Was she speaking of Rana? Or herself?
“When we brought her home, Cabe and I put our heads together. I’d always planned on being a therapist, had the majority of my schooling done. He was desperate to get Rana back. The extent of her injuries harmed her mind as well as her body and so we came up with a plan to distract her. Horses. Lots and lots of horses. We made sure she was out of doors every chance we could get. I finished my degree and went to work on her. I guess you could say she was my guinea pig.”
She’d slowed down, stopping by a massive tree, one with roots jutting out all the way down to the riverbank. A frog croaked nearby. The breeze had kicked up, and it tossed her hair back. She seemed lost in her thoughts. He almost didn’t want to breathe for fear of distracting her. Then she blinked, met his gaze.
“Everything happens for a reason.”
She meant the ranch, of course, not what he’d gone through.
“You didn’t stop with Rana, though,” he said.

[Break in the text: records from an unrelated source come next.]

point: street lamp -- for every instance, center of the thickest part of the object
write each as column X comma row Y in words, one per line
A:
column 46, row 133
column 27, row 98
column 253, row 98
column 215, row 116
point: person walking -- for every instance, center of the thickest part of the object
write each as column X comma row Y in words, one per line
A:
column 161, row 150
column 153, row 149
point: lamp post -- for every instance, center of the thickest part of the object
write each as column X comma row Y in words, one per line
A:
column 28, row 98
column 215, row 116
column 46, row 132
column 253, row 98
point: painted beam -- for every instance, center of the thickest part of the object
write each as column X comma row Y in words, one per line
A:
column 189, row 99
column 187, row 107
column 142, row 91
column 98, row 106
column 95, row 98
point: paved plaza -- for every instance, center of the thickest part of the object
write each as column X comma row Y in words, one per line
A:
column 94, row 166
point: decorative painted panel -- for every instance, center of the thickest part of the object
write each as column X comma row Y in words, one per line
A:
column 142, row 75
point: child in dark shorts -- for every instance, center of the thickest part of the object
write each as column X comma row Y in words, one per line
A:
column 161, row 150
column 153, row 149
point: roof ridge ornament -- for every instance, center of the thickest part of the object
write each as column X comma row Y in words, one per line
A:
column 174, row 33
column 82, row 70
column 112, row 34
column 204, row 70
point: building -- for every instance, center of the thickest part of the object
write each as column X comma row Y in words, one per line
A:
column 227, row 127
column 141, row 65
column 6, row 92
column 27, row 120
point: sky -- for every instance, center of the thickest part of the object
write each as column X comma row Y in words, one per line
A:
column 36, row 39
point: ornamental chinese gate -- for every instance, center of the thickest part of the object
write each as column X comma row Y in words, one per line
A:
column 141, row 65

“No. When word got out that Rana was walking again, the phone started ringing. Cabe talked to me about opening a guest ranch specializing in people with disabilities. I thought it was a great idea. We started looking into grants. Before we knew it, we had the financing and a waiting list. We couldn’t build the cabins fast enough.”
He could tell she loved what she did. Just talking about it set her whole face aglow, causing Tren
t to marvel at how pretty she was all over again. The sadness was gone and in its wake was the joy of her success.

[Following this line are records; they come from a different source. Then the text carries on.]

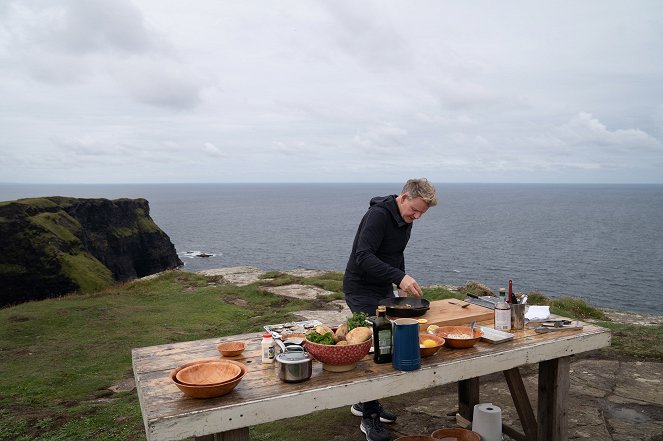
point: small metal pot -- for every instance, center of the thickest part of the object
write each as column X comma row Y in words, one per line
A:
column 295, row 364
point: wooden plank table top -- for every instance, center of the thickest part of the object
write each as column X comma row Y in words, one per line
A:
column 261, row 397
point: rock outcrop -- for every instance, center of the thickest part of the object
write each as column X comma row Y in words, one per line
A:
column 56, row 245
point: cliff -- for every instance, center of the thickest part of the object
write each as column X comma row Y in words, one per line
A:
column 55, row 245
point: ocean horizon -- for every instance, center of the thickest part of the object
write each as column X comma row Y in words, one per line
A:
column 599, row 242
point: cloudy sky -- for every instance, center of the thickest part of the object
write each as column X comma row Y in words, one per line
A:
column 106, row 91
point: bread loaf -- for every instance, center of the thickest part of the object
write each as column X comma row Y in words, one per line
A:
column 358, row 335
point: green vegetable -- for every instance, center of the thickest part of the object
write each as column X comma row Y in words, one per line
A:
column 324, row 339
column 357, row 320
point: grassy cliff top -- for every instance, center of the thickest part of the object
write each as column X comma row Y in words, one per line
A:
column 60, row 356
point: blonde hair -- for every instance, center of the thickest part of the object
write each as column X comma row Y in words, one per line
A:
column 421, row 188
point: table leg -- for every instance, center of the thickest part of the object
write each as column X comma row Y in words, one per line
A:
column 468, row 396
column 553, row 399
column 231, row 435
column 520, row 399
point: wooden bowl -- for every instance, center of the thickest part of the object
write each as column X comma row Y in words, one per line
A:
column 208, row 391
column 455, row 434
column 458, row 343
column 337, row 358
column 231, row 348
column 208, row 374
column 427, row 352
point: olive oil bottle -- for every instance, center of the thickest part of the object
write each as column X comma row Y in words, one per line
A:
column 382, row 335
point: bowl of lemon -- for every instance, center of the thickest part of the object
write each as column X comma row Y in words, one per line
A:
column 429, row 344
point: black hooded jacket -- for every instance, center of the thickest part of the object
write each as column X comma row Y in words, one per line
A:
column 377, row 258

“It seems quiet here now.”
She smiled ruefully. “The calm before the storm. School’s still in session. Come July we’ll be packed solid. Cabe will bring in some help, usually interns from nearby colleges. It’s crazy, but it’s so amazing to watch people with a disability get on a horse for the first time. When they feel a horse beneath them, when they realize they can walk again, well, not them, but the horse, their faces light up. And then when they learn to control the horse and suddenly they’re mobile in a way they never imagined...”
He could watch the play of emotions on her face all day. The happiness. The excitement. The satisfaction. He couldn’t look away.
“I can’t imagine ever leaving this place...or Rana. She’s like a daughter to me now.”
Suddenly, he was unaccountably jealous of Rana, and that was just plain ridiculous. Why?
Because she could walk again.
“How long did it take?”
She seemed to snap back to earth. “For what?”
“To teach Rana to walk again?”
She smiled. “Months, but Rana makes it sound like it took a decade. I’ve never seen anyone attack therapy like Rana did. She told me at one point that God might have taken her mother, but He wasn’t going to take her legs away, too. She was angry.” Alana stared at him pointedly. “We had to deal with that, too. I’ve learned it’s pretty common for people to latch on to their anger when they’ve been dealt a debilitating blow.”
The way he had. He couldn’t miss her point.
“By the way, this is where we’re having our picnic.” She pointed to a spot beneath a tree, one so big its branches hung out over the nearby river. “That rope there will be your therapy today.”
She’d done that on purpose, he realized—changed the subject.
“We’ll work on leg strengthening, but not until after you eat.”
When she opened the basket he once again caught a whiff of something fried and mouthwatering.